A Lush está preocupada com o plástico no oceano. Simon Constantine, perfumista e responsável pela compra ética Lush, quer começar a produzir embalagens a partir de plásticos do oceano (embora a longo prazo, ele tenha uma aspiração ainda maior, e explica: “O objectivo da intervenção é parar toda a nova produção de plástico”. O que é, sem dúvida, um objectivo ambicioso).

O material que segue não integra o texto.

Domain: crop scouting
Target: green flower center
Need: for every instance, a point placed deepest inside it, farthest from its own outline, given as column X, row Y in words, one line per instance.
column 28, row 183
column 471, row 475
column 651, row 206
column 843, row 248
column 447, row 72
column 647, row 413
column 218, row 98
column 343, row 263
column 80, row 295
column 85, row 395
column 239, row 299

Uma forma de acabar com as embalagens plásticas é vender produtos sem embalagens. A Lush chama a esta categoria de produtos “Naked” (produtos nus). Mas como podem os clientes comprar e transportar barras de sabonete sem embalagem, sem deixar as suas malas ou sacos com sabonete e perfume? Este foi o desafio que Simon lançou à sua equipa de compras em 2017.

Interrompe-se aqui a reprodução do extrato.